In the past few weeks I’ve had my first few belly measurements and they are consistently above average size, but still within the normal range. I’ve had blood taken again – which actually went swimmingly for a change because everything is swollen and I feel like I have Hulk-like veins. I don’t, but compared to how they normally cower within the depths of my skin so no medical professional can access them, it’s quite a treat.

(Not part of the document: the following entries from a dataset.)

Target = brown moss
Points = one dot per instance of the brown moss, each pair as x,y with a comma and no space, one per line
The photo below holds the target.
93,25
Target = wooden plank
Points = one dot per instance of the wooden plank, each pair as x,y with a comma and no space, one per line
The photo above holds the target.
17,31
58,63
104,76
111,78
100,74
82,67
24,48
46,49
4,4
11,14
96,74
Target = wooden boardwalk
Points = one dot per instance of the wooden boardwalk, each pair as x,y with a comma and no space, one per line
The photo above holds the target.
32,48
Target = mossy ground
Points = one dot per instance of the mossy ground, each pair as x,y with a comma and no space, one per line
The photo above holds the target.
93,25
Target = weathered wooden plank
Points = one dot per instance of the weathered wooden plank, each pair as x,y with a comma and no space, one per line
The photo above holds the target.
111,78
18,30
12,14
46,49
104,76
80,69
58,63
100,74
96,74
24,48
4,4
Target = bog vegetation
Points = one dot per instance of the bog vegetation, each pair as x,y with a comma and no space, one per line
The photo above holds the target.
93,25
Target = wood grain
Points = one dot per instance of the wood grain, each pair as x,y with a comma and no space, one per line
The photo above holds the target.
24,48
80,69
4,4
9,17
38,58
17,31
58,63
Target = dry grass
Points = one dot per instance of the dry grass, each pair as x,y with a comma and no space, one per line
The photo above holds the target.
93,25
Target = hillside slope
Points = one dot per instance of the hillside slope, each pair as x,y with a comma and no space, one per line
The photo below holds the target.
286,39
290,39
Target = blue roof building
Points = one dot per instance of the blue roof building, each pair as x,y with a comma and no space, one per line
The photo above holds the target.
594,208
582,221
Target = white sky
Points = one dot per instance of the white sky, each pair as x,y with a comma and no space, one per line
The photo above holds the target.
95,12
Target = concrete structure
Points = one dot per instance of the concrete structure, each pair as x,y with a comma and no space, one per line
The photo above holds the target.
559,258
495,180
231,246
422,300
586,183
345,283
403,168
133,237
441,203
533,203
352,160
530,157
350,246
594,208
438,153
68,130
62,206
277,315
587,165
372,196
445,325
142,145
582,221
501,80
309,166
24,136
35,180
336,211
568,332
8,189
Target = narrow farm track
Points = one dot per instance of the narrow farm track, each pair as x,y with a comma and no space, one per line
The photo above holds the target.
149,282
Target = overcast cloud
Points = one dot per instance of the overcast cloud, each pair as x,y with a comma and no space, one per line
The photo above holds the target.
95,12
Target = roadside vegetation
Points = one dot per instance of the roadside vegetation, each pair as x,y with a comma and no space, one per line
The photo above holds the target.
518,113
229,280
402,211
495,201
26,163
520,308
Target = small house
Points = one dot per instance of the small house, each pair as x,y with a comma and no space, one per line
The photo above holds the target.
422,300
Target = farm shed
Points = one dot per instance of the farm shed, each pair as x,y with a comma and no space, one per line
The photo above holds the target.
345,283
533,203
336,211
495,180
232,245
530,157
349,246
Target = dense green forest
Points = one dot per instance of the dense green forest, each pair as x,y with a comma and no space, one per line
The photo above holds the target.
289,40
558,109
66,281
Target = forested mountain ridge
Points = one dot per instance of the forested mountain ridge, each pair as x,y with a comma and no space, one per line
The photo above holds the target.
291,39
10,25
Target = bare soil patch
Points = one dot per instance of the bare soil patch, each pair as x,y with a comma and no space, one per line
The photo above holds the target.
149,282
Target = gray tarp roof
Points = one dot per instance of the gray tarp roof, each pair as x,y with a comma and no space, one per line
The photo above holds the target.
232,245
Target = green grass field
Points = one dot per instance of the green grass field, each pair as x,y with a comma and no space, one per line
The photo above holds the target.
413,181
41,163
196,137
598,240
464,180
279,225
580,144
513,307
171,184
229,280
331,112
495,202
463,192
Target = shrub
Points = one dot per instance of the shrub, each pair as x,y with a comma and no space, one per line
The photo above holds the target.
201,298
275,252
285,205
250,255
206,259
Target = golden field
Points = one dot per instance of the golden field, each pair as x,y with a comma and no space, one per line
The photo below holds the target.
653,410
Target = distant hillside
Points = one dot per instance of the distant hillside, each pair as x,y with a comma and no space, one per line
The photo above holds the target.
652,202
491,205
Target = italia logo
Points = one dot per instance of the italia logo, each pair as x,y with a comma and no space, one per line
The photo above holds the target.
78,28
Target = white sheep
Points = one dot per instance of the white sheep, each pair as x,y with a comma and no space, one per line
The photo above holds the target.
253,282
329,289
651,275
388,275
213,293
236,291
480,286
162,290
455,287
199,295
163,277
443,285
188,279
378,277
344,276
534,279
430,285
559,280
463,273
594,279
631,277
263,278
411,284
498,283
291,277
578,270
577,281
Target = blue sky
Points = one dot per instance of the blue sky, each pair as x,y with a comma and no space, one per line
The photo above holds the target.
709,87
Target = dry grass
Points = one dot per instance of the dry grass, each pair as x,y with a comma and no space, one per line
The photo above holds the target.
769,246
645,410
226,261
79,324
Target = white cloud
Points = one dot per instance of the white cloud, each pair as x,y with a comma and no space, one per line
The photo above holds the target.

What else? Oh yes. We got engaged!
Tom and I went down to Cornwall for our anniversary and shipped the children off to granny’s on the way (first time I’ve been away from them over a night or more, seriously!) and stayed in a hotel. It was brilliant, and very relaxing despite some completely inaccessible areas but we just worked things out ourselves, as we have a habit of doing. Tom carried me up and down spiral staircases to the posh swimming pool with staff watching, wondering what on earth we were thinking. We’re not stupid. We couldn’t NOT go swimming, child-free!
There were no accessible changing rooms either so we improvised by sneaking into the empty gym so I could change into my swimsuit top. Well actually, the changing rooms were pretty accessible but it was a toss-up between Tom coming into the ladies’ room and risk getting shouted at, as all men are obviously predators, or me having to go in the men’s and watch other, hairier men changing or dare I say it, ‘flossing’. Neither filled me with ease so I opted for the sneaky gym-change. I guess a disabled person needing access, and then a place to change just doesn’t come into consideration when they refurbished this old hotel building.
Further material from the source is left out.